Ironically—I’m the definition of undefinable. Normally people would say something like, “If you look up freakish in the dictionary, you’ll see my picture underneath”—but that is not the point to me. I am not word, I am not line, and I am not a girl that can ever be defined. It’s like trying to find a needle in a hay stack, or finding Waldo in a crowd of people; I’m definitely hard to decipher. You can say, compared to a Ballerina in a mosh pit—I’m as scantly as a hen’s teeth. As brave as a child taking on the dark alone; as stubborn as a mule, as deep as a trend at the bottom of the ocean, and definitely as out-casted as Kovu in Lion King, even though a times it doesn’t seem that way. To myself, I am my own super hero, but my weaknesses defeat me since I care so drastically for other people. I end up putting myself in harm’s way to be sure of their safety. As problems are thrown my way, I fight my nemesis for the sake of the world, quickly stopping my battle to defend the needy-getting blasted enemy away. As enemies fulfill my mind, I believe it took over my mind. I’ve been through everything from eating disorder to self-harm.
My eating disorder took my mind and wrapped it around my body, twisting and turning my thoughts to make me believe in thing that weren’t true. Pulling my thoughts in and out of social anxiety and depression, my eating disorder destroyed my mind, leading my self-harm to destroy my body. My scar fills my legs and arms, trying to tell me who I am. They whisper to me saying, “You’re Worthless”, trying to manipulate my mind along with the eating disorders, to harm myself even more. Since I’m a super hero, I defeat my enemies and gained their power. It made me stronger than I ever was before. Overpowering my hard nemesis alone it makes me proud to be who I am. Though I’m hard to understand; I’m brave and I’ll do anything it takes to get what I want.

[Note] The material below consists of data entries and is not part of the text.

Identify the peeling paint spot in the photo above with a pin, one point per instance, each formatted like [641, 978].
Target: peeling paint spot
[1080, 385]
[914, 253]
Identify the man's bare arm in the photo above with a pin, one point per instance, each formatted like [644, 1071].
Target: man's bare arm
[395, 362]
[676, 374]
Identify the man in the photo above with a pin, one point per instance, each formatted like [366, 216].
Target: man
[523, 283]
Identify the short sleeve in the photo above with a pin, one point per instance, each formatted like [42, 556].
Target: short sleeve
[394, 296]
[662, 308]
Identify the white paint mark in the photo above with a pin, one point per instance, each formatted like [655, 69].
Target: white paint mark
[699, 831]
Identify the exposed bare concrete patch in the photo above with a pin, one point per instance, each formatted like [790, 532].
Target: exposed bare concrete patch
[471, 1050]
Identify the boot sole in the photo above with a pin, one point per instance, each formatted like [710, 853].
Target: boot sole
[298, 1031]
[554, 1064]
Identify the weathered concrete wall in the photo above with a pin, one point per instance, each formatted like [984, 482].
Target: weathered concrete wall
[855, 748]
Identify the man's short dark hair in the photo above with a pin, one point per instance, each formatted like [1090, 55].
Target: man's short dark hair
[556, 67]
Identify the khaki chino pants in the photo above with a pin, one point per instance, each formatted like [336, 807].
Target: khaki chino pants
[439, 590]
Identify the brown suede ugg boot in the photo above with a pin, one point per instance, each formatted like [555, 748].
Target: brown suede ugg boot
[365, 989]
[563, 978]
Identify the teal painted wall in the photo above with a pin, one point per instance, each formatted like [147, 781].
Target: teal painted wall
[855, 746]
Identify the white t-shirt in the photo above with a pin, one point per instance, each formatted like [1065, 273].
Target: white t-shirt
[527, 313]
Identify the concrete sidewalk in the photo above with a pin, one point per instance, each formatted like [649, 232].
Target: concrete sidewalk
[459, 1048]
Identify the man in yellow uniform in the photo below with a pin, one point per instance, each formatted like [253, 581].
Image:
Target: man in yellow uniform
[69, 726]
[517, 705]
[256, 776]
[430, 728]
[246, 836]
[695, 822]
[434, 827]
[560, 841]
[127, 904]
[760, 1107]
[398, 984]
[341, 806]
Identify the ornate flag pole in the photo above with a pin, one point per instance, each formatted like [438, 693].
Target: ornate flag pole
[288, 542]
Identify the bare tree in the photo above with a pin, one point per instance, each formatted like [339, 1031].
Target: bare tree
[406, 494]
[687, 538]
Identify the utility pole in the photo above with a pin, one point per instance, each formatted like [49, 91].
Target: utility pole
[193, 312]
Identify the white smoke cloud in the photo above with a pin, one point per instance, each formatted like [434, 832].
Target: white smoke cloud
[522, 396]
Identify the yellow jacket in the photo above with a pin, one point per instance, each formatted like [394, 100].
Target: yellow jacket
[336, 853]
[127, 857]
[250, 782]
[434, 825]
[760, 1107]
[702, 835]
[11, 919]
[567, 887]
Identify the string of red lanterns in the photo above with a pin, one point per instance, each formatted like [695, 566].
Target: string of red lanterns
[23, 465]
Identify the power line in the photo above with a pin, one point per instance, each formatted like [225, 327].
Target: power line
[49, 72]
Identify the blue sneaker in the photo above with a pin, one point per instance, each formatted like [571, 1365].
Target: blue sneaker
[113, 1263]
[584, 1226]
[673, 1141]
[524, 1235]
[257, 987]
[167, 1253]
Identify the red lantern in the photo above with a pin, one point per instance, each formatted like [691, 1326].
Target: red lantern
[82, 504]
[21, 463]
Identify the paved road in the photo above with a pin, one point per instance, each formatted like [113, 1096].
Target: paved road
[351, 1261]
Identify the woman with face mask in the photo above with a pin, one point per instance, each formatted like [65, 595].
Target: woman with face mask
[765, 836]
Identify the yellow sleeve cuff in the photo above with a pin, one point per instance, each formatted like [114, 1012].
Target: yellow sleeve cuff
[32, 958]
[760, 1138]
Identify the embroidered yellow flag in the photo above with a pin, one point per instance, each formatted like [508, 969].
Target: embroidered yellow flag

When I know I’m right, I stand up of what I believe and I won’t back down so it makes me as stubborn as a mule. I’m deep because I have great understanding for everyone because I know what it’s like to be unhappy, and even though I may be an outcast, I have no problem with it. I’m not afraid to actually show who I am, I don’t care what people say because I know what is true and what’s not. All I care is expressing who I am and making people happy even if they don’t like my personality. Standing for what I believe and doing what’s right, I am passionate about everything I do, and nothing can stop me. Though my caring may be my kryptonite; I keep gaining more powers to keep me strong and take on any enemy that comes at me. Even if it’s my competition for this school, the only thing I would say, “Come at me bro, I’ll take you on one handed and blindfolded” because it doesn’t matter, I know I can do anything if I put my mind to it.